Mine melted off quickly by 9wks PP but my supply tanked







so I ate like crazy and put back on about 6-8lbs. It helped my supply (even if not my self esteem)
Now, I can fit into some of my pre-preggo clothes but not all, just depends on the style. I'm still carrying a bit of belly flab


----------



## Surfacing (Jul 19, 2005)

I have a friend who is extremely lean and she held on to 7 lbs. while bfing. When she was done bfing, the 7 lbs just disappeared.

I am one of those women who packs on the pounds while bfing. Like I seriously look PG again.







Takes me about two years to get back to normal.









Sucks! But it's just a brief blip in the history of our lives...


----------



## akind1 (Jul 16, 2009)

I don't know if it is quite right, but my friends who were quite thin - or just slender - pre-baby - have a hard time losing weight while BF. once they wean, no problem losing weight. For me, as I have plenty of extra "cushion" I lost 20 of the 25 lbs I gained while pregnant in the first 6 weeks. at 5 months PP I have one more pound to go, although since my boobs are bigger and heavier than pre-pregnancy (I went from a DD to a G) I am probably really less than my pre pregnancy weight.

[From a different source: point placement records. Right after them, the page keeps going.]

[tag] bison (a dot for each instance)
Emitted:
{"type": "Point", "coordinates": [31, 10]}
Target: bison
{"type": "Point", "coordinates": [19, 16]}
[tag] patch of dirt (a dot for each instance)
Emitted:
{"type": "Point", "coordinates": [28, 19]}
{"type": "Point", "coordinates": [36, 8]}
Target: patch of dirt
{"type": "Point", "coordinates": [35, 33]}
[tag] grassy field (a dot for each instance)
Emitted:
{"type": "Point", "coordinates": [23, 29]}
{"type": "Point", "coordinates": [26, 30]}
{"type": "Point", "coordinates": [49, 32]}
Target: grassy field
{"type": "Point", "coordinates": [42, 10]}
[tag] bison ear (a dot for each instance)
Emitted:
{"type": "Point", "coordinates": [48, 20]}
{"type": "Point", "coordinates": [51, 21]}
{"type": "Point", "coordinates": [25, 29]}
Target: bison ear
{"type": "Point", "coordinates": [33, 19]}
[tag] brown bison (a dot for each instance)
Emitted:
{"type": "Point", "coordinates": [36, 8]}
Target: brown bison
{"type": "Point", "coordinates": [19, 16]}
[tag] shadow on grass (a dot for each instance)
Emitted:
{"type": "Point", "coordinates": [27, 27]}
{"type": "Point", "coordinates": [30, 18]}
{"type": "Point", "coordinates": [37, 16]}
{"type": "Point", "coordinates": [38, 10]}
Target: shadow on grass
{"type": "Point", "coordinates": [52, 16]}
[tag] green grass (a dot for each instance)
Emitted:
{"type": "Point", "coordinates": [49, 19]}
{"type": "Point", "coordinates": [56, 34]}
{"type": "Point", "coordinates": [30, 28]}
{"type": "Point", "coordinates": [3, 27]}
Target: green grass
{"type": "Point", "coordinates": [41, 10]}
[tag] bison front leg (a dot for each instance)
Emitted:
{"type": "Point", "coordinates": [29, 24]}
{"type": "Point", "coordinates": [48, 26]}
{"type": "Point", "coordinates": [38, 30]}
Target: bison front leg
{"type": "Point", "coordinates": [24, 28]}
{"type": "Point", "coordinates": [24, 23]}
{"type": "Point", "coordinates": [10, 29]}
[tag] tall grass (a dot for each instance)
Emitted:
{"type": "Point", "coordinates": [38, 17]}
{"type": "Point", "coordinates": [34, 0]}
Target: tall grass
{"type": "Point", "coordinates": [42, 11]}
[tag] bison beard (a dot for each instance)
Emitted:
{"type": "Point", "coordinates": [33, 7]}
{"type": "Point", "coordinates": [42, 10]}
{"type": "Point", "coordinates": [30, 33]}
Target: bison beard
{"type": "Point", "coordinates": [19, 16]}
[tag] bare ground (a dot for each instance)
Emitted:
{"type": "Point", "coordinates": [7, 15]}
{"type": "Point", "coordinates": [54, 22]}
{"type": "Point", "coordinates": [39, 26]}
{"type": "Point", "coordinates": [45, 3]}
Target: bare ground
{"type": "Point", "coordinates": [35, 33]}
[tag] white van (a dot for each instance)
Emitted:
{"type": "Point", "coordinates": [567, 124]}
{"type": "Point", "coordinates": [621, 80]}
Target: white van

my theory is, if your body knows that you don't have much extra stored up in fat or whatever, it kind of holds on to it. In my case, I have plenty of "extra" so my body is like, well, we can afford to lose some of this! FWIW I try to be just naturally active, lots of walking, carrying DS, etc, not back to the gym just yet, and while I haven't cut calories, I try to eat healthier. I don't want to go to gung-ho on weightloss and my supply tank. I don't know that it will, but I don't want to chance it either.


----------



## blessedwithboys (Dec 8, 2004)

with ds1 i started at a healthy size but gained an inhuman amount of weight, maybe close to 80 or 100 lbs. i lost about 30 or so immediately after the birth, but the rest stuck around until ds slowed way down in his nursing. he was done despite my encouragement at 24 mos and that is when the rest came off on its own.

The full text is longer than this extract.